Tous masqués, même le metteur en scène © Le Curieux des arts Gilles Kraemer, TCE, 19 septembre 2020
Et Wilson ? Au rendez-vous avec sa boîte à outils dans laquelle il ne cesse de puiser les fulgurances de ses lumières bleutées ou glaciaires, ses meubles épurés comme une sculpture de Giacometti, le visage blanc de ses chanteurs, le déplacement calligraphié dans l’espace de ses chanteurs ou du danseur, la mouvance dans les cintres de sept troncs d’arbres descendant et remontant ou d’un arbre déraciné suspendu et tournant. Cette fumée comme de l’encens purificateur. La vidéo de Tomasz Jeziorski, mer d’huile ou démontée. Le chœur dans le noir ou dans la lumière.

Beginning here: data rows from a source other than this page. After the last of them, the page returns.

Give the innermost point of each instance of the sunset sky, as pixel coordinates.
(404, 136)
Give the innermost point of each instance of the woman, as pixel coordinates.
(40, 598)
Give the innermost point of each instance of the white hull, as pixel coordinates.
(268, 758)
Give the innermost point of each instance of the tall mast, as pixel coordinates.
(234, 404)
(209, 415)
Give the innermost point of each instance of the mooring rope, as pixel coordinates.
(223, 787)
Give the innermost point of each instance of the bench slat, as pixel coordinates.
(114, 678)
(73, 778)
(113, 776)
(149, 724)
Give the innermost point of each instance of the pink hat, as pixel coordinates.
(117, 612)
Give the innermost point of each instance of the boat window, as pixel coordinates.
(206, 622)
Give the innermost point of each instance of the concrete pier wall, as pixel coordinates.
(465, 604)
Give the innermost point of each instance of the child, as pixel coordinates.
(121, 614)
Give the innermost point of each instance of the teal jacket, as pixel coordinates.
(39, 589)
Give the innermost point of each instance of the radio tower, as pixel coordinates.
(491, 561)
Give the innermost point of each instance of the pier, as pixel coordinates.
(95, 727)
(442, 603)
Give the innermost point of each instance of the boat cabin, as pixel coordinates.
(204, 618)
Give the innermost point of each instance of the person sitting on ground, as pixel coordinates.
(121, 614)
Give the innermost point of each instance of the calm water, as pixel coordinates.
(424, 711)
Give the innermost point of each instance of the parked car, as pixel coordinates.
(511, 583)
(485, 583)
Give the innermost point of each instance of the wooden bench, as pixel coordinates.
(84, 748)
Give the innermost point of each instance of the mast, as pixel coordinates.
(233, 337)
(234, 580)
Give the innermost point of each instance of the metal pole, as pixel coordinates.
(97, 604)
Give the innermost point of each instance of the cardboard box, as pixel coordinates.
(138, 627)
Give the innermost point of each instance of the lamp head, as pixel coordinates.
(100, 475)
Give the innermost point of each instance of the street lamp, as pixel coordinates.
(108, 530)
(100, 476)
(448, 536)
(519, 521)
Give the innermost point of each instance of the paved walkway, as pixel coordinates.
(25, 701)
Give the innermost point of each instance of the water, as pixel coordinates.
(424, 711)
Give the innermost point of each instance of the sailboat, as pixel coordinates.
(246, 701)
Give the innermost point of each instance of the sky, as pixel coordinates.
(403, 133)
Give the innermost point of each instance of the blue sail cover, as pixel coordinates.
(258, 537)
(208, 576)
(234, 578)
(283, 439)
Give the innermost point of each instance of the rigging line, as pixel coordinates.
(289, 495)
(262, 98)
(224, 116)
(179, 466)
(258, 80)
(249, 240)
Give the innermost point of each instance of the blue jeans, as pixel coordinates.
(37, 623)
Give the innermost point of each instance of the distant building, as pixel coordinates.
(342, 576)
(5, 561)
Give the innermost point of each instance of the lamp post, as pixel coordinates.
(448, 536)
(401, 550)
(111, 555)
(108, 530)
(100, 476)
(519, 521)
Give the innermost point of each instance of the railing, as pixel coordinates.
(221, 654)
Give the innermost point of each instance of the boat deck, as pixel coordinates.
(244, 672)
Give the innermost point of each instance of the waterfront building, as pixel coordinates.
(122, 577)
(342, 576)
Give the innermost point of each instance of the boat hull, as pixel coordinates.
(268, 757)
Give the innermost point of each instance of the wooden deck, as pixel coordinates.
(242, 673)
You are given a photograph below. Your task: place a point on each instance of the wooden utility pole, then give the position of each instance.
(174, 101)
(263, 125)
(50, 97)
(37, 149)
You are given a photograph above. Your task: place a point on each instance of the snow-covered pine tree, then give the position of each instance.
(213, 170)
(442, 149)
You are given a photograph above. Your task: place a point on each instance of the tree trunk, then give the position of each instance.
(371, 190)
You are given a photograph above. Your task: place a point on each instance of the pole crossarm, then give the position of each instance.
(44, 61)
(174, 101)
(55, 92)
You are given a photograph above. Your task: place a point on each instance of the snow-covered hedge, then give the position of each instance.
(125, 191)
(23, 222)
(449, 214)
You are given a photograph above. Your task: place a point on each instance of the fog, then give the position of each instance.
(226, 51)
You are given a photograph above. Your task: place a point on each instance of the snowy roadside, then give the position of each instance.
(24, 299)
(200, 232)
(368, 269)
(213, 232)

Mais, que diable, cet homard faisait-il là ?
Triomphe, applaudissements chaleureux & des bravos masqués.
José Cosa Loza, Marc Minkowski, Elena Tsallagova, Stanislas de Barbeyrac & Helena Rasker in Der Messias © Le Curieux des arts Gilles Kraemer TCE, 19 septembre 2020
Der Messias. Oratorio en trois parties de Georg Friedrich Haendel (1742) adapté par Wolfgang Amadeus Mozart (1789)
Théâtre des Champs-Elysées – Paris - 16 - 18 - 19 septembre 2020
Marc Minkowski | direction - Robert Wilson | mise en scène, scénographie, lumières
Elena Tsallagova | soprano
Helena Rasker | contralto
Stanislas de Barbeyrac | ténor
José Coca Loza | basse
Alexis Fousekis | danseur
Max Harris | comédien
Léopoldine Richards | figurante
Les Musiciens du Louvre - Philharmonia Chor Wien | direction Walter Zeh
Oratorio chanté en allemand, surtitré en français et en anglais (et non l’inverse comme à l’Opéra national de Paris qui affiche toujours l’anglais avant le français, s’évertuant dans cette aberration !)
(1) L’Opéra national de Paris joue dans la cour des abonnés absents pour l’instant, La Traviata est programmée pour le 25 novembre. Le grand navire tangue fortement dans le port de Bastille, son commandant aura du mal à le remettre à flot, le précédent étant parti précipitamment dans la baie de Naples.